Your pre-teen son has sprouted up before your eyes and is now taller than you, looking more like a man every day. Although he seems to be an adult physically, he is still immature in many ways. Scientific studies show that a teen’s brain doesn’t finish developing until he is in his mid 20’s. The fluctuation of hormones explains part of the reason that troubled boys from California might benefit from therapeutic boarding schools.
How Anger Affects Teen Boys
A teen is still learning how to interpret most types of emotional cues. If the adolescent isn’t certain about what a person is expressing, he will commonly jump to the conclusion that a person is angry. Since he is still emotionally immature, he will often react in kind. He doesn’t know how to express the emotion behind the anger, such as embarrassment, hurt, shame, frustration or fear. Instead, he will lash out, causing unnecessary complications that might have been easily resolved if he had simply expressed his true feelings. He needs to learn how to recognize what he is feeling, address it and ask for help.
How Parents Can Help
Parents can provide practical options for their troubled and angry teen to help them through this difficult time.
1. Set boundaries and consequences. If possible, the consequences should match the violation. For example, if your teen has a weekend curfew of midnight but stays out until 2 a.m., he can be grounded from going out for a few weeks. If he is in a car accident, he can pay for all related costs and vehicle repairs. In this way, he will learn a life lesson of how his actions connect to the discipline.
2. Address the emotions beneath the anger. All kinds of feelings can lie just under the surface for a struggling teen. Just a few include sadness, depression, a lack of self-confidence, loneliness or grief. Talk to your teen about what’s going on; he might just need a listening ear.
3. Model emotional maturity. Although it may be difficult, model the behavior that you want your teen to follow. If you react in anger at drivers on the road or over the smallest trigger, he will respond in kind. As he watches you respond appropriately, he will think about his response and learn to mimic your behavior.

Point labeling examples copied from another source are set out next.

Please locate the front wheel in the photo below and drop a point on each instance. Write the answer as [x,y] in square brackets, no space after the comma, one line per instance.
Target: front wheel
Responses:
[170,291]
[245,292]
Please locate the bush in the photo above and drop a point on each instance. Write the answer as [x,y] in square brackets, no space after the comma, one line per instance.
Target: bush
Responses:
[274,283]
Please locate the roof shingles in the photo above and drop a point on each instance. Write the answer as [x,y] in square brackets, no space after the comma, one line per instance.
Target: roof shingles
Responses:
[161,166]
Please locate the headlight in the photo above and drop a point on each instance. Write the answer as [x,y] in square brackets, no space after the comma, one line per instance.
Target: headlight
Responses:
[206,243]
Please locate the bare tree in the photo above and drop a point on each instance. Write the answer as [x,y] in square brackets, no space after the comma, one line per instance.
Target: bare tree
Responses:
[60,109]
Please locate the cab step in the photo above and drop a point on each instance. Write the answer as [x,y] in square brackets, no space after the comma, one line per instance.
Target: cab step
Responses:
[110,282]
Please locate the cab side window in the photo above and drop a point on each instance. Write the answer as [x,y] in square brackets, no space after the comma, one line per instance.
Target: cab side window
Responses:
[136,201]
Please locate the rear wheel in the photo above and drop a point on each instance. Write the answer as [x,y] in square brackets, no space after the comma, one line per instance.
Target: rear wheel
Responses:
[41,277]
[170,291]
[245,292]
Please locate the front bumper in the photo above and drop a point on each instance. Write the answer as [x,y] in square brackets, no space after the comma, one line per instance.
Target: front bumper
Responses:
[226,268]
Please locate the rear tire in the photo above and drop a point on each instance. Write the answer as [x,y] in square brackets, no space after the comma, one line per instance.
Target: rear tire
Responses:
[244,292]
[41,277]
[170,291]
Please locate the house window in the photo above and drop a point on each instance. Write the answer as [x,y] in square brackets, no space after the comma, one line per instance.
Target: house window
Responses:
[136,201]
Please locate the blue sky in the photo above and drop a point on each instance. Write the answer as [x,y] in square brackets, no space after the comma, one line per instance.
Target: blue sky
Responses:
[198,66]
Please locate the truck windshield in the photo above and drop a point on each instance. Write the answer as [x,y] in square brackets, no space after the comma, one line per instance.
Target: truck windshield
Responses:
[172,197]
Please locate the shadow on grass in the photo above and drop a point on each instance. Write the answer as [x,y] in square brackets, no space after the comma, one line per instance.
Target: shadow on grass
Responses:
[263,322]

4. Watch for possible triggers that could mean that he is about to explode. Does a certain class at school upset him? Does he develop a nervous tick before he explodes? Do words set him off? Help him identify the causes of his anger.
5. Look for healthy ways for him to vent. Physical activity, such as hitting a pillow, dancing, team sports or other exercise, helps release some of the volatile emotions he is feeling. Time for creativity in music, art or journaling might also be a safe way to vent.
6. Give him space to calm down. When your son becomes angry, let him take a break in his room or another quiet space where he can cool off. Spending a few minutes alone can give you both a healthy break from the situation.
7. Seek professional help. If your son’s anger seems to worsen, you might need to seek professional help from a psychiatrist or psychologist.
Even after you try all of these options, your son still might struggle with anger. In some cases, troubled boys from California might benefit from attending a therapeutic boarding school.